The report is written to local disk and can optionally be emailed.
Usage
$ ./add_drop_report.php (run) (term_code)
Command Line Arguments |
run | 1
, before the Auto Feed script is used so to cache current enrollment totals.
2
, after the Auto Feed script is used, so comparisons can be calculated with cached totals.
term_code | Current term’s code. e.g. s24
might be Spring 2024.
Example
$ ./add_drop_report.php 1 s24
This is run before the auto feed script. A temporary cache file of student enrollments for term Spring 2024 is created.
$ ./add_drop_report.php 2 s24
This is run after the auto feed script. The temporary cache file is compared with new enrollment totals and a report is created.
Config.php
The following constants are defined in config.php
:
Define | Use
'ADD_DROP_TO_EMAIL'
| Email address that reports are sent to. Set this to null
to disable emailing of reports.
'ADD_DROP_FROM_EMAIL'
| Email address marked as the sender of the report.
'ADD_DROP_FILES_PATH'
| Base folder that contains all written reports and temporary enrollment cache data. Reports are further sorted into sub folders by semester code.
11. PAM Authentication and accounts.php
The script accounts.php
(found in SysadminTools/sample_bin
) will automate the creation of local accounts used with PAM authentication.

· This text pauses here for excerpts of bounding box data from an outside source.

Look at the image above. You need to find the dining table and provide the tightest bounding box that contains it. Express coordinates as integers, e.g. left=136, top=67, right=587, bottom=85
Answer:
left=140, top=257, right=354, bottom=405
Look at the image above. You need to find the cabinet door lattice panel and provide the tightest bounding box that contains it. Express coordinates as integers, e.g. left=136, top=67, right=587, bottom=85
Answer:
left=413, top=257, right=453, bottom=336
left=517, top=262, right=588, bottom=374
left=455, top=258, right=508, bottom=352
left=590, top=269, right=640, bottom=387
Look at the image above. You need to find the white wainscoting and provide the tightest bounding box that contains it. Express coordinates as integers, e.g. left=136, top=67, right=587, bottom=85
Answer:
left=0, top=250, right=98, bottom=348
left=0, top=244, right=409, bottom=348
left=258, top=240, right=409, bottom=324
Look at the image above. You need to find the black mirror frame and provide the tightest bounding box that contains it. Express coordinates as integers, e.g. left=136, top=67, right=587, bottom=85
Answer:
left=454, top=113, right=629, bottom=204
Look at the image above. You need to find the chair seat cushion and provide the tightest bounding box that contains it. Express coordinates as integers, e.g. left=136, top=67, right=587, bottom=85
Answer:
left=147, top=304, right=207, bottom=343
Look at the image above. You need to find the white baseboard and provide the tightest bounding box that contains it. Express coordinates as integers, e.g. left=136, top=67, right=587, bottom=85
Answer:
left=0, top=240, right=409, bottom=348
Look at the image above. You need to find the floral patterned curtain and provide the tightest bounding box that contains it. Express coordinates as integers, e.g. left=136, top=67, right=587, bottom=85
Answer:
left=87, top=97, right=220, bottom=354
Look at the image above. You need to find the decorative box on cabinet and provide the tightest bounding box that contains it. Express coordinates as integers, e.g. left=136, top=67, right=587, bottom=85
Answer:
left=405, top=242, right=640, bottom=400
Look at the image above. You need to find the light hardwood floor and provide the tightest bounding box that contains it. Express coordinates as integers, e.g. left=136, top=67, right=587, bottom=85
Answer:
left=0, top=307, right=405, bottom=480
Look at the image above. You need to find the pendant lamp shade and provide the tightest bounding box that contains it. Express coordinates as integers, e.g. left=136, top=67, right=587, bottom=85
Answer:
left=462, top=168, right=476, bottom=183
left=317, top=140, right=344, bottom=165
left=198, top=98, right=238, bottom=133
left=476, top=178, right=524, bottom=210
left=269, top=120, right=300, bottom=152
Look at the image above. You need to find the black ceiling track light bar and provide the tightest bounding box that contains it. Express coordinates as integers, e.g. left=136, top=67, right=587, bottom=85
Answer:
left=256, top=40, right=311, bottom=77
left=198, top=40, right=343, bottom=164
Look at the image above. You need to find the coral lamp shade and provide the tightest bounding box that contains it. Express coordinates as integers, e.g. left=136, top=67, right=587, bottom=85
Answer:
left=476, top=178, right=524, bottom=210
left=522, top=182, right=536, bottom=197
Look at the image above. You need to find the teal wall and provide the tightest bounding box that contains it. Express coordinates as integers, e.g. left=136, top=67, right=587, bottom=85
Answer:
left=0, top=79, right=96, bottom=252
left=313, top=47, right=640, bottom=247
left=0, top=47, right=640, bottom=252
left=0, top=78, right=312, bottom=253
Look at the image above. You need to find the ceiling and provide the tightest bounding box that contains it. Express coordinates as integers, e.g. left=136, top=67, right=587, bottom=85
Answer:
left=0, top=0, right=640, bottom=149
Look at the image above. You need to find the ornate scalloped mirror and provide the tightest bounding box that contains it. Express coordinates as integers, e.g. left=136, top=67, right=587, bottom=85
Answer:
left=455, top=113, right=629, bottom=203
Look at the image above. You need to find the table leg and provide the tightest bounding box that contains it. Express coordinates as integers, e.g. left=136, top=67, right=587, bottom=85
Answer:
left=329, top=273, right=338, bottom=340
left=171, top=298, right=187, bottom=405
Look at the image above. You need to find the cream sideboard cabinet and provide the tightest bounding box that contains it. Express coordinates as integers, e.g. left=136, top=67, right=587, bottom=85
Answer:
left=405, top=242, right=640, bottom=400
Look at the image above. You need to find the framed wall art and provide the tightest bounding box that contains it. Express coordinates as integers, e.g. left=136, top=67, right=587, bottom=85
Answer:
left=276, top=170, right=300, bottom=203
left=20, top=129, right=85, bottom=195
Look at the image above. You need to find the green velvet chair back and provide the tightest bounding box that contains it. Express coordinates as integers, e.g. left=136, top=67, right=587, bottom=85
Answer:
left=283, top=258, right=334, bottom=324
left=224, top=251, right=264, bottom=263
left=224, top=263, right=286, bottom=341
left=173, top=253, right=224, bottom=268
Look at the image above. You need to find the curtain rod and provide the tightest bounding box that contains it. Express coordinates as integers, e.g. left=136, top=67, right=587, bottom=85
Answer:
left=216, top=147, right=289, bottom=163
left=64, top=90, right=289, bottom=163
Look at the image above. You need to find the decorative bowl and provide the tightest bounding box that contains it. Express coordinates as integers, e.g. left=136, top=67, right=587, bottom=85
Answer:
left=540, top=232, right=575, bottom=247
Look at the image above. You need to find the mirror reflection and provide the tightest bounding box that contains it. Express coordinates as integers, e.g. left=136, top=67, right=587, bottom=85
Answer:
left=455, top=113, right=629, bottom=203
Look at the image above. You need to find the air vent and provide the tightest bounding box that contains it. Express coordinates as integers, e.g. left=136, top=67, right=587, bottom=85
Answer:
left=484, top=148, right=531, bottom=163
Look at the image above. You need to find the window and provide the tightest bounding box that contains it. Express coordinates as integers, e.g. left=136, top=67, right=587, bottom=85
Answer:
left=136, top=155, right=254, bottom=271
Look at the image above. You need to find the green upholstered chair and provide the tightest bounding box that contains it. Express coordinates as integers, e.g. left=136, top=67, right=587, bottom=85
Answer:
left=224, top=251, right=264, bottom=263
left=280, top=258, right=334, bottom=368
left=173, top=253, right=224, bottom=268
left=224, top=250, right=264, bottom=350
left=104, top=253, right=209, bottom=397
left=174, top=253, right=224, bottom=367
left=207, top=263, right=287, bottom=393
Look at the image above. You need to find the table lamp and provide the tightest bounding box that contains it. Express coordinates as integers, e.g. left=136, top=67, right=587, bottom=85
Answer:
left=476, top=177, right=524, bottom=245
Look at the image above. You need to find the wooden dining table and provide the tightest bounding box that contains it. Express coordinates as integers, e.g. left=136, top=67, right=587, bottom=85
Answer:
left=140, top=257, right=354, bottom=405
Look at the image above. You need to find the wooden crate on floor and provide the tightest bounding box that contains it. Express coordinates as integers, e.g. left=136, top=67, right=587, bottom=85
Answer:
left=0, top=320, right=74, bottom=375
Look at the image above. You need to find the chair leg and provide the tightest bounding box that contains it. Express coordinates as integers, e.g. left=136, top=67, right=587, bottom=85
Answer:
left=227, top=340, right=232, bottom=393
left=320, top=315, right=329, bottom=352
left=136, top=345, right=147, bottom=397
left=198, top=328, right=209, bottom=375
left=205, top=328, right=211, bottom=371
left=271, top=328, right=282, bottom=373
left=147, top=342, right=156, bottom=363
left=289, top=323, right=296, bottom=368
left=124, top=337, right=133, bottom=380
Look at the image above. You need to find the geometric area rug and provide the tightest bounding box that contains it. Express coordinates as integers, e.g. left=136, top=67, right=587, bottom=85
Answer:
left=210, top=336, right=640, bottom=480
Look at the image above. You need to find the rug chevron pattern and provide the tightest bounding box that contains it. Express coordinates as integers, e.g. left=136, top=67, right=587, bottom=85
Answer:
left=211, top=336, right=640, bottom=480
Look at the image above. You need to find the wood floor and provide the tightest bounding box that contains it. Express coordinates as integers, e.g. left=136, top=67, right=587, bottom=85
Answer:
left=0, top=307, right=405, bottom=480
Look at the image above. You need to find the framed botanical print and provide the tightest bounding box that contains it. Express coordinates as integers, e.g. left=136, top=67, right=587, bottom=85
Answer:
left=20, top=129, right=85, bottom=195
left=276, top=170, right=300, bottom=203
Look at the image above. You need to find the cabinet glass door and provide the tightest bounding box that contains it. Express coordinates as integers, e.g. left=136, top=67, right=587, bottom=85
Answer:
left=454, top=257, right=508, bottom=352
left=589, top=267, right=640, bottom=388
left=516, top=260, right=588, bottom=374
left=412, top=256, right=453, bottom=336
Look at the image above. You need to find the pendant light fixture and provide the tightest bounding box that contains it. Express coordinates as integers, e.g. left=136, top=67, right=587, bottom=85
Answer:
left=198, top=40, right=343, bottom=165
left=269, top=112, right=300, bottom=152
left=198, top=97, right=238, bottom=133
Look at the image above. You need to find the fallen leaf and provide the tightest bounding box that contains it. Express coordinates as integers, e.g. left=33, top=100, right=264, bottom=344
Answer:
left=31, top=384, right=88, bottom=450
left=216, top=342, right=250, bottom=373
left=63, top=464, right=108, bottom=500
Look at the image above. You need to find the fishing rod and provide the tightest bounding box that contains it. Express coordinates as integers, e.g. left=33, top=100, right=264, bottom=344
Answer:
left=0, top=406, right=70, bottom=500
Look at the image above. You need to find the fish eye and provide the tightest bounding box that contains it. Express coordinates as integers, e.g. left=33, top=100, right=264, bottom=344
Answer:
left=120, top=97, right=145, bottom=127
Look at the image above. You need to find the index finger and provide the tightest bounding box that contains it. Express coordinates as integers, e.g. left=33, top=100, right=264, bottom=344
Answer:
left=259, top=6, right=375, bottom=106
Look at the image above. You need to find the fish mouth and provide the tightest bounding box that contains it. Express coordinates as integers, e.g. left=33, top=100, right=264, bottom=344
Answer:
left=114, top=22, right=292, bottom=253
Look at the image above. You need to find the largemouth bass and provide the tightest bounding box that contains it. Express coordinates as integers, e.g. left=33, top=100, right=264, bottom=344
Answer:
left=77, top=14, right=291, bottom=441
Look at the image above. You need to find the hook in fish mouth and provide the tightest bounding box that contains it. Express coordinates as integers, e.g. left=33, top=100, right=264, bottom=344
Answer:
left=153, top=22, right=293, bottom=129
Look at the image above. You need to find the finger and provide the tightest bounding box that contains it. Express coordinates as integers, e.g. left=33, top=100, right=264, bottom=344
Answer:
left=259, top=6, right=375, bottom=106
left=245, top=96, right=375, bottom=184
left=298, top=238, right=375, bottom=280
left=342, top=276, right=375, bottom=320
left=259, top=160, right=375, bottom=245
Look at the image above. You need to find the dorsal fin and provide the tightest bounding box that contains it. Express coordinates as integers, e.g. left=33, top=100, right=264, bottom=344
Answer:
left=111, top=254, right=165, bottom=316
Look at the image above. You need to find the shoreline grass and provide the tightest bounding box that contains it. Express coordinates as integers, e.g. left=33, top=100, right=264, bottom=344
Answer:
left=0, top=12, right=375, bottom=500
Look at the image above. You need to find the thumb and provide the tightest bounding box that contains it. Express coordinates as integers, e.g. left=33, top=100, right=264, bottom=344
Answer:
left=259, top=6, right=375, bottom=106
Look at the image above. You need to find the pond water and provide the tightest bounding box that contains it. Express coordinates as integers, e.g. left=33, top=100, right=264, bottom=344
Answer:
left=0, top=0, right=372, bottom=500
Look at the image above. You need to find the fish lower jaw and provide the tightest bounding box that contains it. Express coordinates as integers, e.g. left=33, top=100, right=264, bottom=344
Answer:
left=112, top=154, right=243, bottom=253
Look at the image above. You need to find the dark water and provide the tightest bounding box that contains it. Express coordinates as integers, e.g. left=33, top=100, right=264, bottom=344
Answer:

This script is not needed when using database authentication.
accounts.php
must exist on the same server as Submitty, and it needs to be run as root
.
This script is intended to read user entries from Submitty’s “master” database to generate any missing local accounts needed for PAM authentication.
Run accounts.php -h
to see extended help and argument list.
It is recommended that this script is run every hour as a cron job. That way, should an instructor manually add a student to their course, the student’s access to Submitty will be available “within an hour”.